Smartworking, i rischi per la salute fisica e psichica
Tra i cambiamenti più eclatanti che la pandemia da Covid-19 ha apportato alla vita quotidiana c’è sicuramente la diffusione del lavoro a distanza, definito smartworking per l’utilizzo di tecnologie informatiche.
Poter lavorare da casa, o comunque in un luogo diverso dall’ufficio, è certamente una forma di lavoro che offre numerosi vantaggi al lavoratore, a partire dal risparmio sui tempi di trasferimento casa-ufficio e la possibilità di conciliare meglio il tempo lavorativo con la propria vita privata e familiare. Tuttavia, ora che l’emergenza sanitaria ha obbligato milioni di persone a lavorare in smartworking emergono anche le controindicazioni. Lo spunto arriva da una ricerca commissionata da Fellowes, azienda che produce accessori e tecnologia per ufficio.
Gli effetti di postazioni di lavoro scomode e improvvisate
Secondo questo sondaggio condotto dalla società Atomik Research su 1.000 impiegati italiani che hanno lavorato in smartworking per almeno 4 mesi a causa dell’emergenza sanitaria, più della metà di loro soffre di stanchezza oculare (51%) e sono molto diffusi anche mal di testa (48%), mal di schiena (30%), torcicollo (32%) e dolore alle spalle (28%).
Oltre la metà degli intervistati (51%) afferma che la propria postazione di lavoro domestica è fonte di un maggiore affaticamento rispetto alla scrivania in ufficio. Emerge con chiarezza che spesso chi lavora da casa non dispone di una postazione comoda e adeguatamente attrezzata. Nella stessa indagine infatti il 15%, degli intervistati dichiara di utilizzare il tavolo da pranzo, l’11% il tavolo della cucina, il 5% il divano e il 3% il letto. Un fenomeno da valutare anche sotto il profilo della medicina del lavoro
“L’ergonomia domestica e quella lavorativa hanno esigenze distinte e separate. I fattori di rischio da malattie professionali muscolo-scheletriche sono numerosi, in special modo, se non si dispone di strumentazione idonea a salvaguardare i delicati equilibri dell’organismo. afferma Michele Montagna, Chinesiologo – Posturologo docente di Ergonomia, Prevenzione e Trattamento dei Disturbi Muscolo-Scheletrici DMS da Lavoro – Nel contesto di smartworking attuale, gli squilibri che si determinano, anche per la mancanza di dispositivi ergonomici adeguati e di supporto, implicheranno nel breve, medio e lungo termine, modifiche delle forme anatomiche e delle relative funzionalità fisiologiche”

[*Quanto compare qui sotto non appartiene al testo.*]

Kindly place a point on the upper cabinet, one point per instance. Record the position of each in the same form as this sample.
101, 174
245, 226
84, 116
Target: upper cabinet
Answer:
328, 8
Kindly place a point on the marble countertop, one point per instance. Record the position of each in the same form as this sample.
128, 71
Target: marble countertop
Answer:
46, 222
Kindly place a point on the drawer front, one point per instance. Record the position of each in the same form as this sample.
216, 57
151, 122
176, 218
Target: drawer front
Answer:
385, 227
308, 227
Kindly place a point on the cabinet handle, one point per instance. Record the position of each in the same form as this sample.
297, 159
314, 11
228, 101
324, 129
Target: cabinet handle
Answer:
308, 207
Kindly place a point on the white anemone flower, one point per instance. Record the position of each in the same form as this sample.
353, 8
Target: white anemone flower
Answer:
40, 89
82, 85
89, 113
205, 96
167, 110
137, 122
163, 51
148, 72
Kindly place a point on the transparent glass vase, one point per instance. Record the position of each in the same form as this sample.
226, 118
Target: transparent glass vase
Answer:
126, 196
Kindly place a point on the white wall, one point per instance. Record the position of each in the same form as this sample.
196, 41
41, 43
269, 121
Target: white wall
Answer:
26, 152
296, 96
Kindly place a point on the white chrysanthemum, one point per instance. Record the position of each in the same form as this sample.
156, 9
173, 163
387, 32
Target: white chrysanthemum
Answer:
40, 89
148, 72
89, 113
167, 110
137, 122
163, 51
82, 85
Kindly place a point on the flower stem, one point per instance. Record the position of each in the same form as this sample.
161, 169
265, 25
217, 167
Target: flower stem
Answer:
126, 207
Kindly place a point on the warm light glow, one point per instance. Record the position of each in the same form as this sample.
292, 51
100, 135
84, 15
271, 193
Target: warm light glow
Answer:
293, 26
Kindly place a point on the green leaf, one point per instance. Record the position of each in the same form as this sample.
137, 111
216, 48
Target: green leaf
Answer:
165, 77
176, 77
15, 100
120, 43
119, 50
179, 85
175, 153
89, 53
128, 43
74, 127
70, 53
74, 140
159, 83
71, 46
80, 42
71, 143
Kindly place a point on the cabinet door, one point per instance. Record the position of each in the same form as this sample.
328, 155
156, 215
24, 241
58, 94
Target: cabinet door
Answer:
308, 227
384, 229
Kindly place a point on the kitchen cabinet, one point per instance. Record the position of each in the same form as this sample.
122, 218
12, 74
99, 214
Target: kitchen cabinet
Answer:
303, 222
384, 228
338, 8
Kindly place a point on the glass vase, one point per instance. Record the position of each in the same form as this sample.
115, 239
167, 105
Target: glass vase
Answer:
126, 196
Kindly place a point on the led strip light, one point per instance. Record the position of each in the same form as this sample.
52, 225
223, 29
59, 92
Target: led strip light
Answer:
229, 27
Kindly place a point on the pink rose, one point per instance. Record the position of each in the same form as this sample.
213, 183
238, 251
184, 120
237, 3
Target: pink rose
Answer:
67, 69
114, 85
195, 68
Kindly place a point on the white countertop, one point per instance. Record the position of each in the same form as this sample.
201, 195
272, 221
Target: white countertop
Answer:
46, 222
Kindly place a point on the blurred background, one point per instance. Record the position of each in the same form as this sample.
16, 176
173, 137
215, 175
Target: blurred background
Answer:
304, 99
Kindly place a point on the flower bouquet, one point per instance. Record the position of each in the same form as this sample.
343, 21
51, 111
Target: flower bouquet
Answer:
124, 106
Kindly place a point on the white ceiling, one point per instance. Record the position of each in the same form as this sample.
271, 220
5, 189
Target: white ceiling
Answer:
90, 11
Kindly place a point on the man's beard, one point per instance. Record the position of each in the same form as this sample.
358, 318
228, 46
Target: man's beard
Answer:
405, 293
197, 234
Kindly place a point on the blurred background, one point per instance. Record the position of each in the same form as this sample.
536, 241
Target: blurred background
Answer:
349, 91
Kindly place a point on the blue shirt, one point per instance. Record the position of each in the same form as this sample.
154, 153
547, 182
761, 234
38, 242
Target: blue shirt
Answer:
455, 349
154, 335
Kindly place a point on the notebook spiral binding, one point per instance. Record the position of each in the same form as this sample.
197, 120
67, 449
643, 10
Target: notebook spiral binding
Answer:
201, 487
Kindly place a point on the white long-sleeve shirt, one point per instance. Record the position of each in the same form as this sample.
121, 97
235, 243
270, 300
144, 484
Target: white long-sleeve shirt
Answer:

Smartworking e nostalgia dell’ufficio
Lo smartworking per molti ha un impatto negativo anche sotto il profilo psicologico. Lavorare a casa, infatti, non sempre offre ai lavoratori dei vantaggi in termini di conciliazione tra lavoro e vita familiare. Circa la metà (49%) degli intervistati afferma di lavorare più ore quando si trova a casa rispetto all’ufficio, il 41% ritiene di dover essere sempre disponibile in ogni momento della giornata, mentre il 36% dichiara di non essere in grado di separare vita privata e professionale. Gli effetti di questo approccio allo smartworking si riflettono sull’impatto psicologico: 45% dei lavoratori si sente stressato, isolato, stanco (36%) e triste (33%).
Lo stress e i sintomi depressivi vanno naturalmente messi in relazione anche alla pandemia e al suo impatto sulla vita sociale, oltre che lavorativa. Come mostra una ricerca su 6700 individui italiani firmata da marco Delmastro dell’AGCOM e Giorgia Zamariola dell’università di Bologna, pubblicata su Scientific Reports, la pandemia ha provocato un aumento generalizzato di ansia e depressione. I punteggi più alti di sintomi depressivi son ostati rilevati nelle donne, nei giovani adulti, nelle persone in una condizione di incertezza professionale e con uno status socio-economico inferiore. È stata trovata una correlazione positiva anche per gli individui che vivono da soli e in coloro che non potevano uscire di casa per andare a lavorare.
Se l’attuale smartworking in molti casi è stata una risposta all’emergenza e non il risultato di una scelta consapevole è comunque previsto che il lavoro a distanza nei prossimi anni avrà una diffusione molto più ampia e rimane la necessità di considerare nuovi fattori di rischio per la salute di chi lavora da casa.